Clement on the music wars (an excerpt)

The battle over music in the church is an old, old battle. Calvin R. Stapert writes about it in his book, A New Song for an Old World. We publish an excerpt here:

“Clement [of Alexandria] affirms music that he describes as sober, pure, decorous, modest, temperate, grave, and soothing, over against music he describes as licentious, voluptuous, frenzied, frantic, inebriating, titillating, scurrilous, turbulent, immodest, and meretricious. Here are three typical examples:

 

“Burlesque singing is the close friend of drunkenness. . . . For if people occupy their time with pipes, and psalteries, and choirs, and dances, and Egyptian clapping of hands, and such disorderly frivolities, they become quite immodest and intractable, beat on cymbals and drums, and make a noise on instruments of delusion. . . . And every improper sight and sound . . . must by all means be excluded; and we must be on guard against whatever pleasure titillates eye and ear, and enervates the soul. For the various spells of the broken strains and // plaintive numbers of the Carion muse corrupt men’s morals, drawing to perturbation of mind, by the licentious and mischievous art of music. [The Instructor II; p. 248]

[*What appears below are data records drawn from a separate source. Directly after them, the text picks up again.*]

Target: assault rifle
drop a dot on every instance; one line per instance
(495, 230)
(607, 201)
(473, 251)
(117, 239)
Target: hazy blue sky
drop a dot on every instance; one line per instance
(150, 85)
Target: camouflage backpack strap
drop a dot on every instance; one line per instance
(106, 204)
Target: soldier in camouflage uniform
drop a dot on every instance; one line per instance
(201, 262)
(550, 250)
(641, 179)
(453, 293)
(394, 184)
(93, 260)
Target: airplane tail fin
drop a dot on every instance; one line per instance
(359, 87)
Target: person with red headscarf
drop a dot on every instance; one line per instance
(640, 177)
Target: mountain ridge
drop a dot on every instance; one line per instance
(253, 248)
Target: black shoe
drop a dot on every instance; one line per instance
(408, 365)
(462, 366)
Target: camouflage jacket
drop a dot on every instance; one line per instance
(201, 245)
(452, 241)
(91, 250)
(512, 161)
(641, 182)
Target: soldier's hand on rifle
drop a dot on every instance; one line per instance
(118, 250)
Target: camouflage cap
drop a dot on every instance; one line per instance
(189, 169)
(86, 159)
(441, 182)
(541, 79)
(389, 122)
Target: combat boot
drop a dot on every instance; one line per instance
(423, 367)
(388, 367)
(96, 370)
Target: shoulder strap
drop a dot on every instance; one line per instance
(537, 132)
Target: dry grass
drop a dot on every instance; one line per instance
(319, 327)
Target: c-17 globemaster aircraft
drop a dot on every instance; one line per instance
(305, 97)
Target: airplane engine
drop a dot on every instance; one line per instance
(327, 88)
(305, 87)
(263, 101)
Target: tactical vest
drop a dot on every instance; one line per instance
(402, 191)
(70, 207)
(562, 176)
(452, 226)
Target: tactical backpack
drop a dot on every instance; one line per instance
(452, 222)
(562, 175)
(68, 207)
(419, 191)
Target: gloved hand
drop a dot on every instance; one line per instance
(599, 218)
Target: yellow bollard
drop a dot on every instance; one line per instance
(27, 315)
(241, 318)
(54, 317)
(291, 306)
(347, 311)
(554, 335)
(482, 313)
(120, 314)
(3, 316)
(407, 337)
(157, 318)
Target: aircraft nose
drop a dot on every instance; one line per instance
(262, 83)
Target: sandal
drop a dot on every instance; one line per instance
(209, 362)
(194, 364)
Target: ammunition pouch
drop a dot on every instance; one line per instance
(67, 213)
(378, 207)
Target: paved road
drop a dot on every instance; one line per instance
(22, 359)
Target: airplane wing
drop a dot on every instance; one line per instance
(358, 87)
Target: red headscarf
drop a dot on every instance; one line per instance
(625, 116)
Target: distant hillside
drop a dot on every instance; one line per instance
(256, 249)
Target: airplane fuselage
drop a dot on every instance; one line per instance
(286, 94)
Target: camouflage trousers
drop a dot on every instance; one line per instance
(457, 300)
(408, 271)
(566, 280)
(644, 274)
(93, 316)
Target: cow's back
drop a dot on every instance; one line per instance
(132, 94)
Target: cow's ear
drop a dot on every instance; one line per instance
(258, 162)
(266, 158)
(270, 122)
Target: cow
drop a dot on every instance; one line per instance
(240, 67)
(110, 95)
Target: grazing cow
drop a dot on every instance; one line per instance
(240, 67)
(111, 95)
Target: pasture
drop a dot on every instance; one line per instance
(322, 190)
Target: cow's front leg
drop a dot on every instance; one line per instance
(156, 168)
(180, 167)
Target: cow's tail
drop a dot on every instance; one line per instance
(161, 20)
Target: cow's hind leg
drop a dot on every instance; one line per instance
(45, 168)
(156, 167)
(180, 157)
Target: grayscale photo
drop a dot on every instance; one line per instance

“[L]et amatory songs be banished far away, and let our songs be hymns to God. . . . For temperate harmonies are to be admitted; but we are to banish as far as possible from our robust mind those liquid harmonies, which, through pernicious arts in the modulations of tones, train to languor and scurrility. But grave and modest strains say farewell to the turbulence of drunkenness. Chromatic harmonies are therefore to be abandoned to immodest revels, and to florid and meretricious music. [The Instructor II; p. 249]

“Music is then to be handled for the sake of the embellishment and composure of manners. For instance, at a banquet we pledge each other while the music is playing; soothing by song the eagerness of our desires and glorifying God for the copious gift of human enjoyments, for His perpetual supply of the food necessary for the growth of the body and of the soul. But we must reject superfluous music, which enervates men’s souls, and leads to variety,—now mournful, and then licentious and voluptuous, and then frenzied and frantic. [Miscellanies VI; pp. 500-501]”


Calvin R. Stapert, A New Song for an Old World (Eerdmans, 2007), 54-55.